Sri Lanka Bans Private Floating Armouries

guns procurementSri Lanka has banned private floating armouries, but Private Maritime Security Companies (PMSCs) will be allowed to function, Lankan Naval spokesman Captain Akram Alavi told Express here on Sunday.

The PMSCs have lost the right to operate floating armouries following a major scandal over the functioning of the Lanka-based PMSC, Avant Garde Maritime Security Services Ltd (AGMSL).

Earlier this week, the Navy took over the two floating armouries operated by the controversial company, which ironically was a Joint Venture (JV) with the Defence Ministry’s security firm Rakna Arakshaka Lanka Ltd (RALL). The JV, entered into in 2012, has since been cancelled.

Capt Alavi said the PMSCs, of which there are now about three, including AGMSL, will have to get weapons from the Lankan Navy. However, the Navy will not supply Sea Marshals.

From 2009 to 2012, the Navy was the repository of weapons that were lent to the PMSCs for anti-piracy operations in the Red Sea area. After the setting up of the RALL-AGMSL JV, which acquired two floating armouries, the Navy lost revenue to the tune of LKR 1.2 billion (US$ 8.4 million), according to a report.

Several illegalities in the operation of the RALL-AGMSL JV were discovered after the exit of the Mahinda Rajapaksa government in January this year. The AGMSL’s floating armouries had sailed in the high seas with weapons that were not authorised, police and the Navy alleged.

In October, one of its floating armouries had sailed into Indian waters off Minicoy, and also entered Maldivian waters, thus exposing itself to punitive action by the Indian and Maldivian navies.

Permission to enter Galle port was taken from the Defence Ministry, but only at the end of the journey. When the vessel entered the port, it had 861 weapons on board, but authorisation had been given for only three specified weapons and three Sea Marshals. The vessel’s crew had kept its route a secret and also lied about their captain’s identity. Besides, there are money laundering and corruption cases against the AGMSL, which are being investigated.

India’s Fears

Originally, it was thought that the Lankan government would do away with the PMSCs and give the job to its Navy, especially in view of India’s objections to PMSCs, conveyed to Lanka by its Navy as well as its Defence Secretary in the last session of the bilateral defence dialogue held in Delhi.
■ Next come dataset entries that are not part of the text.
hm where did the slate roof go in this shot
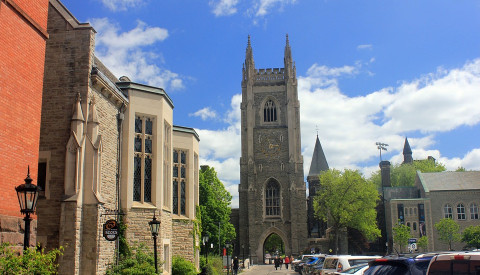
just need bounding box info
[308,135,329,177]
[418,171,480,192]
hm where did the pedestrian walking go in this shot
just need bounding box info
[274,256,279,270]
[279,256,283,270]
[284,255,290,269]
[232,256,239,275]
[290,256,294,269]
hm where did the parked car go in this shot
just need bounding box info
[364,254,435,275]
[296,256,321,274]
[333,263,369,275]
[427,251,480,274]
[302,255,327,275]
[321,255,381,275]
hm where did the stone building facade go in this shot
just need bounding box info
[236,36,308,263]
[381,139,480,252]
[36,0,200,274]
[0,0,49,248]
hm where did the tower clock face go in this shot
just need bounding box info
[260,133,281,157]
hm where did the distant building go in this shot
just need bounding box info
[0,0,49,249]
[380,138,480,252]
[35,0,200,273]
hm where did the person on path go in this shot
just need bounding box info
[274,256,279,270]
[232,256,239,275]
[284,255,290,269]
[290,256,294,269]
[279,257,283,270]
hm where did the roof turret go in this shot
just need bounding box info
[308,135,329,177]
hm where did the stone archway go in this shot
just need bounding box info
[257,227,290,264]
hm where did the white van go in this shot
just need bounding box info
[321,255,380,275]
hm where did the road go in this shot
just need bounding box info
[240,264,298,275]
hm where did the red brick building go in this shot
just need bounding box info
[0,0,49,247]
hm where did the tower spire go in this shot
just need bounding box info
[403,137,413,164]
[243,35,255,82]
[284,34,294,80]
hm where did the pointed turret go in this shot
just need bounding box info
[243,35,255,82]
[71,93,85,137]
[87,95,99,141]
[284,34,294,80]
[403,137,413,164]
[308,135,329,177]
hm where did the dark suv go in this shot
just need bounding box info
[364,254,434,275]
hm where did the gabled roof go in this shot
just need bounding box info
[418,171,480,192]
[308,135,329,177]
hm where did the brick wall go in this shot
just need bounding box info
[0,0,48,248]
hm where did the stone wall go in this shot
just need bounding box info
[172,219,197,264]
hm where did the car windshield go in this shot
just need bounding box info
[342,264,367,274]
[364,264,408,275]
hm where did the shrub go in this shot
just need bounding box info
[106,242,159,275]
[172,256,197,275]
[200,256,221,275]
[0,243,63,275]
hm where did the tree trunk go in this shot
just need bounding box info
[335,227,339,254]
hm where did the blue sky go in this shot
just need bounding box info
[61,0,480,207]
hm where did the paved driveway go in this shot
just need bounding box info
[239,264,298,275]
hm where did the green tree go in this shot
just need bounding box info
[313,169,381,254]
[199,165,236,255]
[417,236,429,252]
[264,233,284,255]
[435,218,460,250]
[392,223,411,253]
[0,243,63,275]
[462,225,480,249]
[456,166,466,172]
[370,159,447,187]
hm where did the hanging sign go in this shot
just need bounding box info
[103,219,119,241]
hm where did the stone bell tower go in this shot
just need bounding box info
[238,35,308,263]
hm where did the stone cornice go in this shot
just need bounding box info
[91,67,129,109]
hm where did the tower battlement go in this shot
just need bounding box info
[255,68,285,82]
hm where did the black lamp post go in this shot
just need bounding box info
[249,246,251,268]
[203,234,209,264]
[15,166,39,251]
[242,244,245,267]
[149,213,161,274]
[226,241,231,275]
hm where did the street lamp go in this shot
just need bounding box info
[15,166,39,250]
[203,233,210,264]
[242,244,245,268]
[249,246,251,268]
[226,241,231,275]
[149,213,161,274]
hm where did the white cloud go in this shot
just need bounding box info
[357,44,373,50]
[254,0,297,17]
[198,58,480,208]
[91,18,184,91]
[99,0,144,12]
[190,107,218,120]
[210,0,239,16]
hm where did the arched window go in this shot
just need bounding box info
[413,222,417,231]
[444,204,453,219]
[457,204,466,220]
[470,203,479,220]
[407,222,411,229]
[263,100,277,122]
[265,180,280,216]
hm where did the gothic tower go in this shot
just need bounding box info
[238,35,308,263]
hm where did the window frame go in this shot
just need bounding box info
[443,204,453,219]
[457,203,466,220]
[172,149,188,216]
[470,203,479,220]
[265,180,281,217]
[133,116,154,203]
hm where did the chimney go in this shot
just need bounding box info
[380,160,391,188]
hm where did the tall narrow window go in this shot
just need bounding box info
[173,149,187,215]
[265,180,280,217]
[457,203,466,220]
[444,204,453,219]
[163,123,171,207]
[263,100,277,122]
[470,203,479,220]
[133,116,153,202]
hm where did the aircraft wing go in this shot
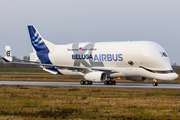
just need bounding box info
[2,45,118,75]
[2,57,118,74]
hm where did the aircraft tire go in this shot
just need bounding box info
[89,81,92,85]
[85,80,89,85]
[80,80,84,85]
[104,81,108,85]
[113,81,116,85]
[153,82,158,86]
[108,80,112,85]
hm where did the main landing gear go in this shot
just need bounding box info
[104,79,116,85]
[80,80,92,85]
[153,79,158,86]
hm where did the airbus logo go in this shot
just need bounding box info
[160,52,168,57]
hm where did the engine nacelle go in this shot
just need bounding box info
[84,71,107,82]
[126,77,148,82]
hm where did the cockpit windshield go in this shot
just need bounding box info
[154,70,174,74]
[139,66,174,74]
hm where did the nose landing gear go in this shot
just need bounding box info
[153,79,158,86]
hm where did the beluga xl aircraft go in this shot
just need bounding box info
[2,25,178,86]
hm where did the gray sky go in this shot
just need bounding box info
[0,0,179,64]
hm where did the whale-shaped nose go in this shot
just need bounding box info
[168,73,179,81]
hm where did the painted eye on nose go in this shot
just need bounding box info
[128,60,134,66]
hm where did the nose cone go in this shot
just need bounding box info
[168,73,179,81]
[140,41,172,70]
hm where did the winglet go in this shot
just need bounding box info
[2,46,12,62]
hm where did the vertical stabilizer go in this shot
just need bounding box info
[28,25,50,52]
[28,25,55,52]
[3,46,12,62]
[27,25,60,74]
[28,25,55,64]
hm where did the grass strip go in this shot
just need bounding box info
[0,86,180,119]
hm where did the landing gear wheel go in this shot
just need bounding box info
[108,80,112,85]
[80,80,84,85]
[153,79,158,86]
[85,81,89,85]
[104,81,108,85]
[89,81,92,85]
[112,81,116,85]
[153,82,158,86]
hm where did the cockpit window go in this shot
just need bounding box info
[155,70,174,74]
[139,66,174,74]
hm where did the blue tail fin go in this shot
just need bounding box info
[28,25,49,52]
[27,25,62,74]
[28,25,51,64]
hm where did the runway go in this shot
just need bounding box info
[0,81,180,89]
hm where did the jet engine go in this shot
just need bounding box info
[126,77,148,82]
[84,71,107,82]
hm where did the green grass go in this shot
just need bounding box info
[0,86,180,119]
[174,69,180,74]
[0,68,47,74]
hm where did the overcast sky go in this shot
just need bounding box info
[0,0,179,64]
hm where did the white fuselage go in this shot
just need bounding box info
[48,41,178,81]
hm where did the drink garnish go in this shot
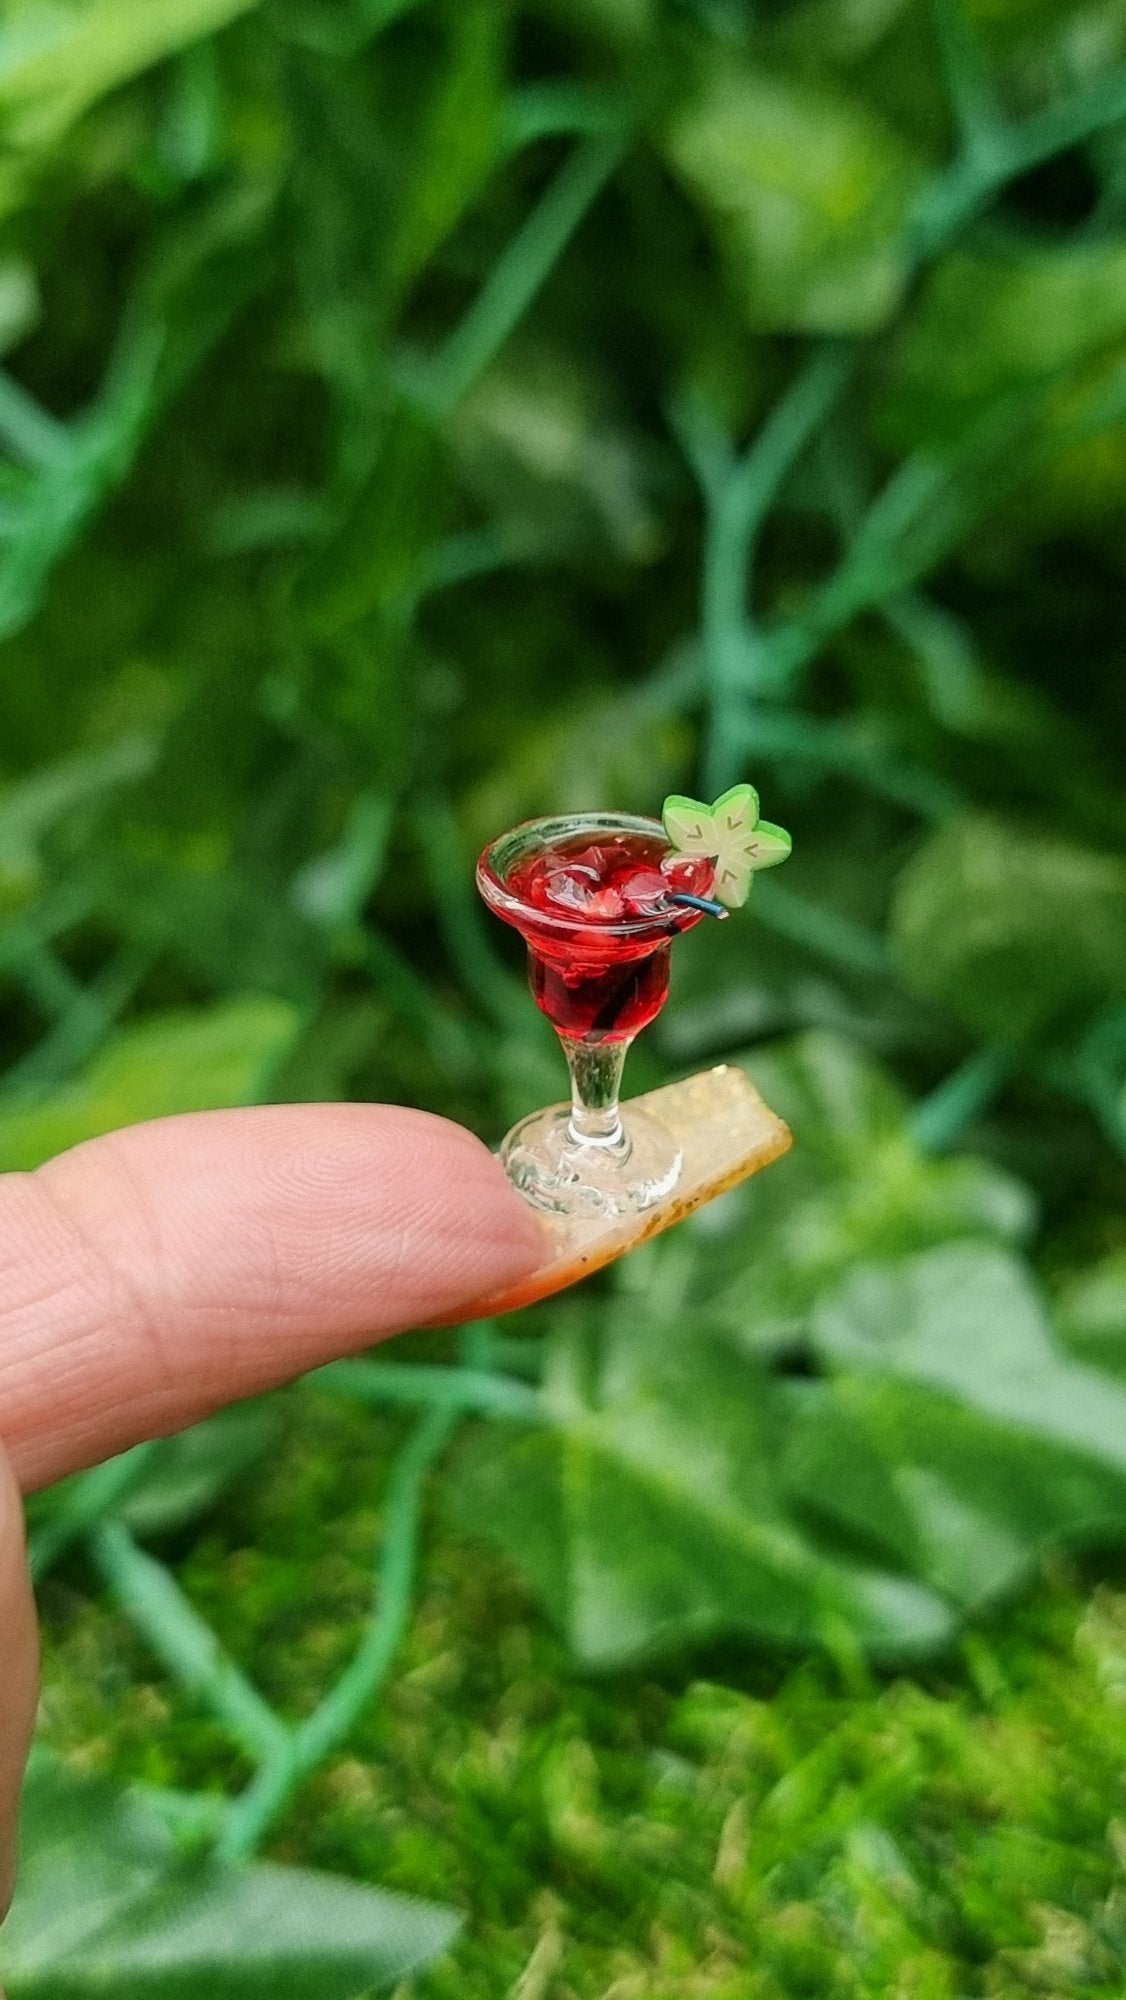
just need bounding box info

India had asked Lanka to regulate the PMSCs in the light of the sea-borne terrorist attacks on Mumbai in November 2008 and the killing of two Kerala fishermen by Italian marines onboard the Italian commercial vessel Enrica Lexie in February 2012.

But the Lankan government believes that the use of PMSCs is unavoidable, though they have to be regulated. The Lankan Defence Secretary had assured his Indian counterpart that Colombo would regulate them.